Espanha ainda procura muitas respostas nos processos em curso, sobre as contas do Rei Emérito na Suíça, aos tentáculos da rede de corrupção no PP alimentada durante 19 anos por comissões ocultas e alegadamente protegida por uma "parapolícia" liderada pelo obscuro Comissário Villarejo.

A ex-presidente da Comunidade de Madrid e ex-secretária-geral do PP, Esperanza Aguirre, aguarda julgamento por acusações de associação criminosa tal como dois outros altos responsáveis do partido alegadamente envolvidos na trama de captação de comissões e criação de empresas fictícias.
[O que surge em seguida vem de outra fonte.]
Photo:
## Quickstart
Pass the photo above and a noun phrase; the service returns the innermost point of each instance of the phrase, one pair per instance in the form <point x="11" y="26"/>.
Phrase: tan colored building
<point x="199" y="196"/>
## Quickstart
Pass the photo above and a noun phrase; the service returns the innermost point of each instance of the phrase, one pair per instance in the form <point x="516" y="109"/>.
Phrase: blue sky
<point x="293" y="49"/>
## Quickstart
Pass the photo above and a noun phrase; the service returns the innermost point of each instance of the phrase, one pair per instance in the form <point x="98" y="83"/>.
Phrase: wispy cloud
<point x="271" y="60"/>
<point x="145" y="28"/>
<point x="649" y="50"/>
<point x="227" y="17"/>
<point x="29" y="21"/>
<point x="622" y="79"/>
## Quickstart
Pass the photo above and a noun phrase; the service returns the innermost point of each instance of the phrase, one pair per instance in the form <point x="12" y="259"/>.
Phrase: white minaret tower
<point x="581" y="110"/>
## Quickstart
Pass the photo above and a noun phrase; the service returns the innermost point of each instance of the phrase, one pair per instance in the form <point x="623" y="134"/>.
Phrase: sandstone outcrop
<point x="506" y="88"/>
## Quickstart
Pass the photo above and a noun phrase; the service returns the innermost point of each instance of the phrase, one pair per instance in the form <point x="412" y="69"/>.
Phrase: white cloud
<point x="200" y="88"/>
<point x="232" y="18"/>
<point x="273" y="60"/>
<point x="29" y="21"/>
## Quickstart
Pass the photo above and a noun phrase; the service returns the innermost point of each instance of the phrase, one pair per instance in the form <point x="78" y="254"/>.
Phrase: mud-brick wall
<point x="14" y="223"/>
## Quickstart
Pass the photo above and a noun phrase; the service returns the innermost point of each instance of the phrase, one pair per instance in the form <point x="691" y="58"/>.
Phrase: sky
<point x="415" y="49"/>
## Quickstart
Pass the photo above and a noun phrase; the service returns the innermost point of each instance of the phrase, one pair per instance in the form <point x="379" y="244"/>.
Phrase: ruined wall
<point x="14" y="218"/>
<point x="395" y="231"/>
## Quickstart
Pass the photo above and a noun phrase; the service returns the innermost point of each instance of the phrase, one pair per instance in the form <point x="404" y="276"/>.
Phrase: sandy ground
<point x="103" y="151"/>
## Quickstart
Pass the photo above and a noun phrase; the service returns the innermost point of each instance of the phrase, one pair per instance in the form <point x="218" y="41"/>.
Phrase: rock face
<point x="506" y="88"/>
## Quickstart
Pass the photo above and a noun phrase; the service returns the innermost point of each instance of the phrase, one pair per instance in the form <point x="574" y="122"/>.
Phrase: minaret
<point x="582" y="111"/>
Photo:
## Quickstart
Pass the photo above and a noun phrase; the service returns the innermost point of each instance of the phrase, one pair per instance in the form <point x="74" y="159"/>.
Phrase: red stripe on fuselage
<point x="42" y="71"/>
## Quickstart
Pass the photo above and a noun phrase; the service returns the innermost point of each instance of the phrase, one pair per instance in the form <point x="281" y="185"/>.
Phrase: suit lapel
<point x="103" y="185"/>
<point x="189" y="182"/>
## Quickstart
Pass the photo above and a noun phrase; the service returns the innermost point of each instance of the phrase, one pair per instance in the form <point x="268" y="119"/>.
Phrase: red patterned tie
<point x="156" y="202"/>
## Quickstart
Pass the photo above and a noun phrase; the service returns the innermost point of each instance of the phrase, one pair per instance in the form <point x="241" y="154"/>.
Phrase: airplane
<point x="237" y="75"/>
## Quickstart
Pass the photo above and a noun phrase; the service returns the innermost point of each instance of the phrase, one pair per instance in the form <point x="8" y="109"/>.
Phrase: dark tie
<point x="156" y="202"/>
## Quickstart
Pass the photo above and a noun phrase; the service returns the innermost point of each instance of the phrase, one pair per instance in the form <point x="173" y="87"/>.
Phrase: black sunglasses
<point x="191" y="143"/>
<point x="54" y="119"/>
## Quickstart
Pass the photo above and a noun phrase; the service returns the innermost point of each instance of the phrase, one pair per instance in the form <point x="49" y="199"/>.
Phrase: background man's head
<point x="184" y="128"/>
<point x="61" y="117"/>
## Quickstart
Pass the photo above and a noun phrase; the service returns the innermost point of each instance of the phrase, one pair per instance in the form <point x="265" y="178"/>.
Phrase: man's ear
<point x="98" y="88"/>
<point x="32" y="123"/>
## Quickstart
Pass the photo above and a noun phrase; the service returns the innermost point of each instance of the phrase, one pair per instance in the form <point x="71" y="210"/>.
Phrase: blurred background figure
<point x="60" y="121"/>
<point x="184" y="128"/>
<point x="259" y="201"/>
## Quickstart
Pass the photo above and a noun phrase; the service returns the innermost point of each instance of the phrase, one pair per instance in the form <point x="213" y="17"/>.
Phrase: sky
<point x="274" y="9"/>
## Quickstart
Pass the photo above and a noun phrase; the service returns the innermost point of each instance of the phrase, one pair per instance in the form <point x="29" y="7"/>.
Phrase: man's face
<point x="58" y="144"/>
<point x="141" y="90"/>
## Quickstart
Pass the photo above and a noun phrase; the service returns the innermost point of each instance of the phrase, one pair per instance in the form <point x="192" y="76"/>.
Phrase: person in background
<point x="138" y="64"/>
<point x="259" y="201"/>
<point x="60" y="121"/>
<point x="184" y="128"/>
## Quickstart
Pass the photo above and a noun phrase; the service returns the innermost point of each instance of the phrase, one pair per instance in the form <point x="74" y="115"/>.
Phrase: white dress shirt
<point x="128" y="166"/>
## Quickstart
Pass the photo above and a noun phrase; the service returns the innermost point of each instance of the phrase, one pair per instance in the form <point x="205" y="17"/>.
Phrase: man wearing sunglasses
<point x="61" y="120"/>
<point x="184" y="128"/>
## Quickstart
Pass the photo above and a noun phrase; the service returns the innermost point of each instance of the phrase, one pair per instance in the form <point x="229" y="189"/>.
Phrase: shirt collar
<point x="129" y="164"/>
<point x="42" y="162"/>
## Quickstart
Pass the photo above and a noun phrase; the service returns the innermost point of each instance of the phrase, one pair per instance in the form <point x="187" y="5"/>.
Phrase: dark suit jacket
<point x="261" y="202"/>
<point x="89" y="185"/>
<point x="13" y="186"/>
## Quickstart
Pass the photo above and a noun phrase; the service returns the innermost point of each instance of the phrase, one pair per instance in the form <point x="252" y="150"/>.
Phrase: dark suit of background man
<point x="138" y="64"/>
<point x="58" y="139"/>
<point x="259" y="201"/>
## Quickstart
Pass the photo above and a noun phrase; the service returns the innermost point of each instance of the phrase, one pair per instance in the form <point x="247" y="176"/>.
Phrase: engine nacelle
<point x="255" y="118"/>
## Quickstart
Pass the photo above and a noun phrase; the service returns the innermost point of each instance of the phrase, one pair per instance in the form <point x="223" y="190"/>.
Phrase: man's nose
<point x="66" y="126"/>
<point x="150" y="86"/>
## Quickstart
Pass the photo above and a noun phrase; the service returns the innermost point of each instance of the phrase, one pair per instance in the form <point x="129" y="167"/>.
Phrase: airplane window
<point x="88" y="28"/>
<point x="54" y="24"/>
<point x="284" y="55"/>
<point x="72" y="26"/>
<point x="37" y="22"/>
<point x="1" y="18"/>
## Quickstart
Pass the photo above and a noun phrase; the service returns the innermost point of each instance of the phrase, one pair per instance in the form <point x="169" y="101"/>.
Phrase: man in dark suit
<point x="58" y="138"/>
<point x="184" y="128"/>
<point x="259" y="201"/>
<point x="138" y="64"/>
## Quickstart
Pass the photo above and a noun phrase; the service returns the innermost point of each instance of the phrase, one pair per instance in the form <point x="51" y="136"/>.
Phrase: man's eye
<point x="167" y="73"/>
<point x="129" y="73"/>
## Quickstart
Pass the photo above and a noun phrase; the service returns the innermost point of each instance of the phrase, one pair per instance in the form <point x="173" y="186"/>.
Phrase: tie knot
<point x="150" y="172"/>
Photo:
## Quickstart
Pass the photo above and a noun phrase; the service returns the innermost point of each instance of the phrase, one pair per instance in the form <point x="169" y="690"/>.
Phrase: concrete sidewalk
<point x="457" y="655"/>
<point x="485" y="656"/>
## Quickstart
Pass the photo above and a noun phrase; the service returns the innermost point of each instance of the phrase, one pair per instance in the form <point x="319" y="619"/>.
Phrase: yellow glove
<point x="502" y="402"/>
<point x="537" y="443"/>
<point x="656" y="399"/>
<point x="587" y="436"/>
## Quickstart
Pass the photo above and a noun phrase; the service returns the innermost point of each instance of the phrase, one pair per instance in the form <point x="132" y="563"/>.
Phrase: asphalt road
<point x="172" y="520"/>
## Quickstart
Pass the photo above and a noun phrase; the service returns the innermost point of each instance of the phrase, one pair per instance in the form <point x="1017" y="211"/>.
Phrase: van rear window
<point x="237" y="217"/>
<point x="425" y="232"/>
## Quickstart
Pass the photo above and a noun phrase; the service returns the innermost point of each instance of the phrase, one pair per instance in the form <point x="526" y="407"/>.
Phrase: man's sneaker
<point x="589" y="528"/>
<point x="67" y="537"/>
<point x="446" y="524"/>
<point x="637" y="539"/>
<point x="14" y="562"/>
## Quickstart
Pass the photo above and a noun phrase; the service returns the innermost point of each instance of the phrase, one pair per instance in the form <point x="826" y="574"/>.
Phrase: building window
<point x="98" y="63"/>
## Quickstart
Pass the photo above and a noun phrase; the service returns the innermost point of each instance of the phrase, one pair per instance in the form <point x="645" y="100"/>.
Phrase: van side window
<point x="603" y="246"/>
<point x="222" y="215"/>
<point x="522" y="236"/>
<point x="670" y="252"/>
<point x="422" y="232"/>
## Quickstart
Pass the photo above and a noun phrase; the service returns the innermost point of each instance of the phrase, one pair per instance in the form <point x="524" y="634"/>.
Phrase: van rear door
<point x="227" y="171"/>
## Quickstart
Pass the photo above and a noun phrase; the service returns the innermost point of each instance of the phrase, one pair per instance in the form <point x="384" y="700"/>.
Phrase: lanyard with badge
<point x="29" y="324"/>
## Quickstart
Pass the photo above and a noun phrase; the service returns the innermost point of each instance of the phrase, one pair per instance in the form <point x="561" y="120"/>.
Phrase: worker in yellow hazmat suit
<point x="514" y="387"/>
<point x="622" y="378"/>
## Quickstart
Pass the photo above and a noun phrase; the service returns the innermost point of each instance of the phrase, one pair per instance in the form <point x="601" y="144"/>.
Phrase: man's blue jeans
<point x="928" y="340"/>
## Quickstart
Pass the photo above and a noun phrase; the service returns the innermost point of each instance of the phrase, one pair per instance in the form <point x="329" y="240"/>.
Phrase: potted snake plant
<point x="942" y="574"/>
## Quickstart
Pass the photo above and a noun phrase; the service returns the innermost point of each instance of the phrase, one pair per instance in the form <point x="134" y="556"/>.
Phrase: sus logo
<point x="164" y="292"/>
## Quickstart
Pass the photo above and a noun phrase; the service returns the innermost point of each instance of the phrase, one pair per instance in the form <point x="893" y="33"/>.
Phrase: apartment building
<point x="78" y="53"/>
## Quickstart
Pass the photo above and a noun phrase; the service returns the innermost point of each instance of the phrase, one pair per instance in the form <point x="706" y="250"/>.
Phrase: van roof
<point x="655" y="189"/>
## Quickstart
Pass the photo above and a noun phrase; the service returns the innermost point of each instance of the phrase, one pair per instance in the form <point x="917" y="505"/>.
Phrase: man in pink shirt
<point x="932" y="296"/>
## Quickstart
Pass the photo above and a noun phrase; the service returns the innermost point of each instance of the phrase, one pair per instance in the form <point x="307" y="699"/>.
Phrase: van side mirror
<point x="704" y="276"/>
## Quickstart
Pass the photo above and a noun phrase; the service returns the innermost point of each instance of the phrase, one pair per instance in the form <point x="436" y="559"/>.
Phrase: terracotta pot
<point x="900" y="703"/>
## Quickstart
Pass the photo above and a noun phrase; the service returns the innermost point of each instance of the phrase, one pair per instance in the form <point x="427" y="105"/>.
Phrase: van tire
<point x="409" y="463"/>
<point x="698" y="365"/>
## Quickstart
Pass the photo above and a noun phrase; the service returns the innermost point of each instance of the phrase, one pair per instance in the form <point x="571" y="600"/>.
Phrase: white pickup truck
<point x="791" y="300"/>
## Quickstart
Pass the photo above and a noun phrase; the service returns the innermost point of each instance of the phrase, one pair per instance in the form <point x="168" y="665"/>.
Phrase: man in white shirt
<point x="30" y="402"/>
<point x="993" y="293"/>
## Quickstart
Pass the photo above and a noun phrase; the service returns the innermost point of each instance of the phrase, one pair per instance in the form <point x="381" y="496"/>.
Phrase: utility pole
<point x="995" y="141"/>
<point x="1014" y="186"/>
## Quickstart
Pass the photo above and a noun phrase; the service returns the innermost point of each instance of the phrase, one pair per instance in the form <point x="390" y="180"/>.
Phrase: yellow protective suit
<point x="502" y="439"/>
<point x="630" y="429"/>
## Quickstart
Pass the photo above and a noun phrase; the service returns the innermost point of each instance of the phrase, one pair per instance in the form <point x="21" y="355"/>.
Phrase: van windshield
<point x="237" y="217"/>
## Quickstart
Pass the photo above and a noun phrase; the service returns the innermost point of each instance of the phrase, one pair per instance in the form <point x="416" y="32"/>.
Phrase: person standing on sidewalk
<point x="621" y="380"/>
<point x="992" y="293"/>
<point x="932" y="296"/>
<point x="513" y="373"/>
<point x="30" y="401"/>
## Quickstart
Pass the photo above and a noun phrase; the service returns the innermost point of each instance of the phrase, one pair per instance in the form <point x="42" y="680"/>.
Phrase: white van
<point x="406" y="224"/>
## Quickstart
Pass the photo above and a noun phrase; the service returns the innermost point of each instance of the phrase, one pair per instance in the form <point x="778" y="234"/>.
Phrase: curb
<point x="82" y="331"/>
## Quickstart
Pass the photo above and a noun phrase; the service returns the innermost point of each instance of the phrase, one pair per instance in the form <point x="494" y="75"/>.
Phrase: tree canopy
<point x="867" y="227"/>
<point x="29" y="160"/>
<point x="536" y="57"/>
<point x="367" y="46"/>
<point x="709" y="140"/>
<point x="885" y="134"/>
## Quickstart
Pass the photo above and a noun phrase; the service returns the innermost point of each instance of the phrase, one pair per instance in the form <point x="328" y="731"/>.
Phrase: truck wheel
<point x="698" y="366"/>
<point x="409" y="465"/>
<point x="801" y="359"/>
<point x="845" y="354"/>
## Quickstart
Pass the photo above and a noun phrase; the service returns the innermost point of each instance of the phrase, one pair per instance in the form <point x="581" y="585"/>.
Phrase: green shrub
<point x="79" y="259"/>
Alguns querem ver ex-representantes da cúpula do Estado nos tribunais, depois da vaga de indignação gerada pelos casos e algumas condenações terem derrubado o PP de Mariano Rajoy e conduzido o Rei Emérito a refugiar-se há um ano, sem exilar-se, nos Emirados Árabes Unidos.

Como sublinha Pérez Medina, Espanha não é nem mais nem menos corrupta que outros países, mas é aquele onde certamente, as atas dos tribunais melhor descrevem o perfil, os métodos e a deriva de uma geração de políticos que colocou o serviço público ao seu serviço, por vezes sem reconhecer que estava a cometer um abuso. O título da obra é uma citação do depoimento da irmã do atual monarca, a infanta Cristina, repetida mais de 500 vezes no processo do caso "Nóos", em 2014, que terminou com a condenação do marido a cinco anos de prisão por desvio de fundos e fraude fiscal. Iñaki Urdangarín, que aderiu a um programa de reinserção de delinquentes económicos, está em prisão domiciliária desde final de junho após cumprir três anos de cadeia.